Parse Tabular Data from .csv Files

This guide walks through parsing a directory of CSV files into a PowerSystemTableData object and handing it to PowerSystems.jl to build a System. For the conceptual background on how the parser combines CSV, YAML, and time-series inputs, see Parser Structure and Inputs.

Minimal usage

If your CSV files already follow the PowerSystems-standard column names and units, a minimal invocation looks like this:

using PowerTableDataParser
using PowerSystems

data_dir = "/data/my-data-dir"
base_power = 100.0
descriptors = joinpath(data_dir, "user_descriptors.yaml")

data = PowerSystemTableData(data_dir, base_power, descriptors)
sys = System(data; time_series_in_memory = true)

This call will:

  1. Discover and read every *.csv in data_dir (and one level of sub-directories).
  2. Require that bus.csv exists; other category files are optional.
  3. Load user_descriptors.yaml and merge it with the built-in default descriptor power_system_inputs.json.
  4. Load the bundled default generator_mapping_cdm.yaml to resolve (fuel, type) pairs in gen.csv to concrete Generator subtypes.
  5. Look for a timeseries_pointers.json (or .csv) in data_dir; if found, attach it so System can load time series.

Full usage with overrides

To override both the generator mapping and the time-series pointer file:

data_dir = "/data/my-data-dir"
base_power = 100.0
descriptors = "./user_descriptors.yaml"
timeseries_metadata_file = "./timeseries_pointers.json"
generator_mapping_file = "./generator_mapping.yaml"

data = PowerSystemTableData(
    data_dir,
    base_power,
    descriptors;
    generator_mapping_file = generator_mapping_file,
    timeseries_metadata_file = timeseries_metadata_file,
)
sys = System(data; time_series_in_memory = true)

Example configuration files can be found in the RTS-GMLC repository:

Supported categories

Components for each category must be defined in their own CSV file. The following categories are currently supported:

  • bus.csv (required)

    • Columns named area and zone create a corresponding set of Area and LoadZone objects.
    • Columns named max_active_power or max_reactive_power create PowerLoad objects when nonzero values are encountered, and contribute to the peak_active_power / peak_reactive_power of the corresponding LoadZone.
  • branch.csv

  • dc_branch.csv

  • gen.csv

  • load.csv

  • reserves.csv

  • storage.csv

All of these files must reside in the directory passed to PowerSystemTableData, or inside a single level of alphabetical sub-folders within it.

CSV data configurations

Custom construction of generators

PowerTableDataParser constructs concrete subtypes of Generator based on the fuel and type columns in gen.csv and the generator_mapping_file. The default file is src/generator_mapping_cdm.yaml; override it by passing your own via the generator_mapping_file keyword.

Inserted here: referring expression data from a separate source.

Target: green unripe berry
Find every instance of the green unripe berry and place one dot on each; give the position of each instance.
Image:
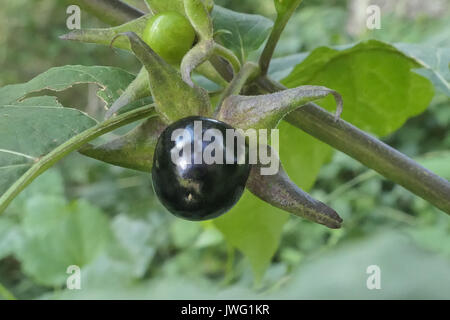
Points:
(170, 35)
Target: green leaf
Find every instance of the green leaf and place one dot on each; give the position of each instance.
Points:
(245, 32)
(377, 82)
(435, 62)
(279, 191)
(406, 272)
(283, 6)
(254, 228)
(58, 235)
(135, 237)
(133, 150)
(29, 132)
(22, 177)
(10, 236)
(112, 82)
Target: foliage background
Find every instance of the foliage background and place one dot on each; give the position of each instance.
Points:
(107, 220)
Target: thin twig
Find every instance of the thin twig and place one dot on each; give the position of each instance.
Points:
(113, 12)
(248, 72)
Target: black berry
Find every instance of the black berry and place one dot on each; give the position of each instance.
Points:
(192, 190)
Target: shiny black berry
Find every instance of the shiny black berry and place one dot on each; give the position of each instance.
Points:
(192, 176)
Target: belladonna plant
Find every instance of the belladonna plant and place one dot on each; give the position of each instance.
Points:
(166, 93)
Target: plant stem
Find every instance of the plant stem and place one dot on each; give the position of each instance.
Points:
(113, 12)
(368, 150)
(70, 145)
(373, 153)
(321, 124)
(248, 72)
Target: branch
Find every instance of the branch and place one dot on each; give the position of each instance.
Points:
(67, 147)
(248, 72)
(113, 12)
(369, 151)
(373, 153)
(278, 28)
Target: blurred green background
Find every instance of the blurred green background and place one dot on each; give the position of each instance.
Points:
(147, 253)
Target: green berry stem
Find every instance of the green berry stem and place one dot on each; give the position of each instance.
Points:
(248, 72)
(69, 146)
(345, 137)
(113, 12)
(278, 28)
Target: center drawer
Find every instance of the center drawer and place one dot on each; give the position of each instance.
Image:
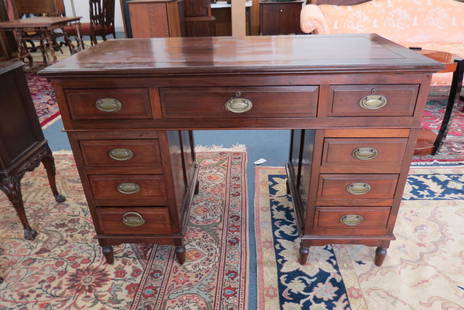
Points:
(229, 102)
(117, 190)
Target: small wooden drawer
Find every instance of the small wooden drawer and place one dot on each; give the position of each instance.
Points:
(373, 100)
(357, 188)
(228, 102)
(128, 189)
(128, 153)
(351, 221)
(134, 220)
(358, 155)
(131, 103)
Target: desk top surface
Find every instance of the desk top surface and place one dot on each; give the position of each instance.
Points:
(41, 21)
(260, 54)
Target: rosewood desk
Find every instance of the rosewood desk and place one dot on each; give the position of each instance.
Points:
(353, 103)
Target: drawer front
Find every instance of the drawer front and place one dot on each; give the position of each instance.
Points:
(127, 153)
(128, 189)
(132, 103)
(363, 152)
(351, 221)
(373, 100)
(127, 221)
(230, 102)
(343, 187)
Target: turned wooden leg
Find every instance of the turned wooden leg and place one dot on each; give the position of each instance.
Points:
(107, 251)
(180, 253)
(49, 164)
(380, 254)
(304, 253)
(197, 188)
(51, 46)
(11, 186)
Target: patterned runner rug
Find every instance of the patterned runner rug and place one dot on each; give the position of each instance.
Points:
(422, 270)
(64, 269)
(43, 97)
(453, 146)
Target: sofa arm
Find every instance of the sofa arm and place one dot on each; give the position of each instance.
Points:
(312, 20)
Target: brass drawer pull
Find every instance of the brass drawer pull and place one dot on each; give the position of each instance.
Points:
(128, 188)
(108, 105)
(373, 102)
(238, 105)
(365, 153)
(121, 154)
(351, 219)
(358, 188)
(133, 219)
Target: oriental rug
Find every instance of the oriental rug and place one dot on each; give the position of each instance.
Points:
(43, 97)
(453, 145)
(422, 270)
(64, 269)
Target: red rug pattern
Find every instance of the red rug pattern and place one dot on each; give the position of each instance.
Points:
(43, 97)
(63, 268)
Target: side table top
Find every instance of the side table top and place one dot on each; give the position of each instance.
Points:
(443, 57)
(37, 22)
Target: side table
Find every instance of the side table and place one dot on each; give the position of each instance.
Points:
(22, 143)
(428, 142)
(45, 27)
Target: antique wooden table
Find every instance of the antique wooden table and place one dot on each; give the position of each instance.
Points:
(428, 142)
(353, 102)
(22, 143)
(44, 26)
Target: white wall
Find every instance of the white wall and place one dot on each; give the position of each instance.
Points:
(82, 9)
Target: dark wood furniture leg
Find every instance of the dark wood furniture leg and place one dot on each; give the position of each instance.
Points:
(107, 251)
(455, 91)
(180, 253)
(304, 253)
(11, 186)
(49, 164)
(380, 254)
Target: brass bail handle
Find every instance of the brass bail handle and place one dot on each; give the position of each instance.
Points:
(351, 219)
(108, 105)
(128, 188)
(133, 219)
(121, 154)
(238, 105)
(358, 188)
(373, 101)
(365, 153)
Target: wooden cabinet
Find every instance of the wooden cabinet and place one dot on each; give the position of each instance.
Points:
(280, 17)
(354, 119)
(156, 18)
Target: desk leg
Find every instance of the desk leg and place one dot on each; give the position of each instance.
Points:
(11, 186)
(22, 48)
(455, 91)
(68, 42)
(49, 164)
(50, 46)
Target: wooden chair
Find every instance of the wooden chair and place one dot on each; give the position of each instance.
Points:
(40, 8)
(199, 21)
(101, 21)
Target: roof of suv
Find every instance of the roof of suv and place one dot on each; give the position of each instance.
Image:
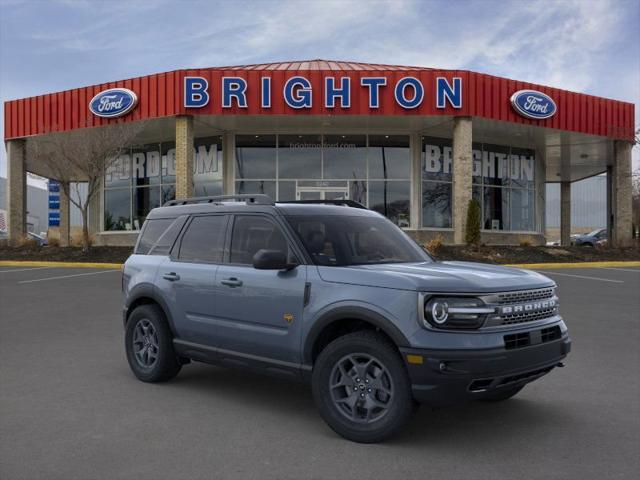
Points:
(285, 208)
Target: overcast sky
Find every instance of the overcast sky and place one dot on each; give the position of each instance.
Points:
(582, 45)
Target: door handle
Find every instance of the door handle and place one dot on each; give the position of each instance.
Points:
(231, 282)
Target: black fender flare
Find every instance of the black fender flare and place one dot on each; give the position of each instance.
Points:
(148, 291)
(351, 313)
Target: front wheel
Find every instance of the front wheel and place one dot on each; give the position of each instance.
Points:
(362, 388)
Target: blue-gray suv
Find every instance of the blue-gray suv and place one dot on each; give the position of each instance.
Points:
(336, 295)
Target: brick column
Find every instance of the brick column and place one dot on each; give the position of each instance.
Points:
(565, 213)
(621, 186)
(65, 216)
(184, 156)
(416, 181)
(228, 163)
(16, 191)
(462, 175)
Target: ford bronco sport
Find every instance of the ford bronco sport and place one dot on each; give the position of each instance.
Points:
(336, 295)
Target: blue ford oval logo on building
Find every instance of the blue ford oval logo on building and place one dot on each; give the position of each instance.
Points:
(114, 102)
(533, 104)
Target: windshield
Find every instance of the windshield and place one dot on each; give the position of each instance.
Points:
(340, 241)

Each top-level key in the YAML is a target Generator subtype, and its value is a list of (fuel, type) pairs that should map to that subtype:

ThermalStandard:
  - {fuel: COAL, type: null}
  - {fuel: NG,   type: null}

RenewableDispatch:
  - {fuel: SOLAR, type: PV}
  - {fuel: WIND,  type: WIND}

A null type acts as a wildcard for any type value with that fuel. Duplicate (fuel, type) entries raise an error.

Column names

PowerTableDataParser provides an input-mapping layer so you can keep your own column names. For example, when parsing raw data for a generator the parser expects a column called name. If the raw data instead defines that column as GEN UID, set the custom_name field under the generator category in your user_descriptors.yaml:

generator:
  - name: name
    custom_name: GEN UID

To build a complete user_descriptors.yaml from scratch, start from the defaults defined in src/power_system_inputs.json and copy the entries you need, adding custom_name, unit, or unit_system overrides as appropriate. The user-specific customizations are intentionally kept in YAML rather than JSON to make them easier to edit by hand. Do not edit the default JSON file.

Per-unit conversion

PowerTableDataParser defines whether it expects a column value to be per-unit system base, per-unit device base, or in natural units via the unit_system field in power_system_inputs.json. If it expects a per-unit convention that differs from your values, set unit_system in user_descriptors.yaml and the parser will automatically convert the values.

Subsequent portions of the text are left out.